Most researchers mentioned that SVM technique shows the best performance of patent classification. Most of them use abstract or title as the input data. We got similar results that the SVM technique shows the best performance when we use the description as the input data. But when we use the abstract as the input data, the XGBoost technique tree technique got the best performance. We think the first reason is that they did not choose XGBoost in their research when they use abstract to do the classification. The second reason might be the description of a patent shows better performance than the abstract of a patent as input data.

However, some researchers mentioned that “using patent claims alone is sufficient for classification” (Lee & Hsiang, 2019). We got a different result. In our research, we found that the patent claims are not suitable for patent classification. We think the reason might be that our test data is smaller than them so that the accuracy when we use claims as input data is lower than their research. Besides, they compared claims with abstract and title, and then they got the result show that patent claims has better performance. If they consider comparing the results with the description, the description might have better performance.

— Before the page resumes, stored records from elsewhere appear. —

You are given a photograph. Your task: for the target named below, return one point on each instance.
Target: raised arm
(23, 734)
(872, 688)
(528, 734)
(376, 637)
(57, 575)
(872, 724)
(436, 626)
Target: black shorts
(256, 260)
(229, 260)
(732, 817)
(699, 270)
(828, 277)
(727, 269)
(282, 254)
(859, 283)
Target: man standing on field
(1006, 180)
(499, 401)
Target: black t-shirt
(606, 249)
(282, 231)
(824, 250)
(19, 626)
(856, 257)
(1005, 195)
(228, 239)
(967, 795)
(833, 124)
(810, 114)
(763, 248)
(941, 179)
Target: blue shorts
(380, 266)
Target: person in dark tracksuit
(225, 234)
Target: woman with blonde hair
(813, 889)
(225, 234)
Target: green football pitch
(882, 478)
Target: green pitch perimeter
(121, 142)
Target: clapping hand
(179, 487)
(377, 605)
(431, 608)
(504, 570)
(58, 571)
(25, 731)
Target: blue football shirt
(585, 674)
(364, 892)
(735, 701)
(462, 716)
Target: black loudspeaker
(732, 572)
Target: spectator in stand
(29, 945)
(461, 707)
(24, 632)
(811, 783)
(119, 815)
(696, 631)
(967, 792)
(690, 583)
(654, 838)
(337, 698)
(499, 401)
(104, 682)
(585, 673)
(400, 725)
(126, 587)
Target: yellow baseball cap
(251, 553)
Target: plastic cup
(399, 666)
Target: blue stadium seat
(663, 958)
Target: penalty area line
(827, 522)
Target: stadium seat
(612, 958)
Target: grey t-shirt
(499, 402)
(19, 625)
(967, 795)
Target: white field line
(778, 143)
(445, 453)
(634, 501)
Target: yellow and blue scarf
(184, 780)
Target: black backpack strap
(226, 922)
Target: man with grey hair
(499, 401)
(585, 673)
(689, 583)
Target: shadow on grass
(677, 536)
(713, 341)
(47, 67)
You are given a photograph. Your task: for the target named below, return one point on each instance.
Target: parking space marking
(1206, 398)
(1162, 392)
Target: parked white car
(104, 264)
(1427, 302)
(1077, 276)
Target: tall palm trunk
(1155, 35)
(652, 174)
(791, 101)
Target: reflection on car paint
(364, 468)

5.3 Conclusion and perspective

Generally, in the text classification task the text document is represented as a fixed-length feature vector. Then, machine learning methods are used to train the model and make predictions based on these feature vectors. In the text representation, the most simple and common method is the word bag model representation, and this is the method we preferred to use in this article. It counts the words in each document to represent the feature vectors. The weight of this feature vector is usually based on the TF-IDF weight technique. The advantage of TF-IDF feature weighting method is that it can make full use of the distinguished word set in the document. However, this method also has some shortcomings. Simple word counting statistical methods cannot capture the deep semantic information of words and may cause high-dimensional problems (Tseng & Lin, 2007). However, the performance in this article is still relatively good.

To better answer the research questions in this article, we made experiments on three different data inputs, namely abstract, description, and claims. According to the results

Discussion and conclusion

description part is the most important data by which we can achieve the best performance in English patent text classification. The description text can be used as the main classification input, then the abstract is the auxiliary standard for classification. However, the classification based on claims part proposed by some scholars has not achieved good performance in our research.

In this study, the classification of patent texts is based on only a small sample dataset, and the text corpus includes only the patent abstract text, description, and claims. The three parts are studied separately. Other patent-related information has not been fully utilized. Classification still needs to be expanded by data, further research and verification, and the results of classification will be applied to the analysis of patents. On the other hand, with the development of technology, the combination of deep neural network and natural language processing technology, the classification method based on word vector and convolutional neural network has also proved their efficiency. In the future, we can continue to study the technical methods in this area and focus on these methods to carry out further research on the automatic classification of patent texts.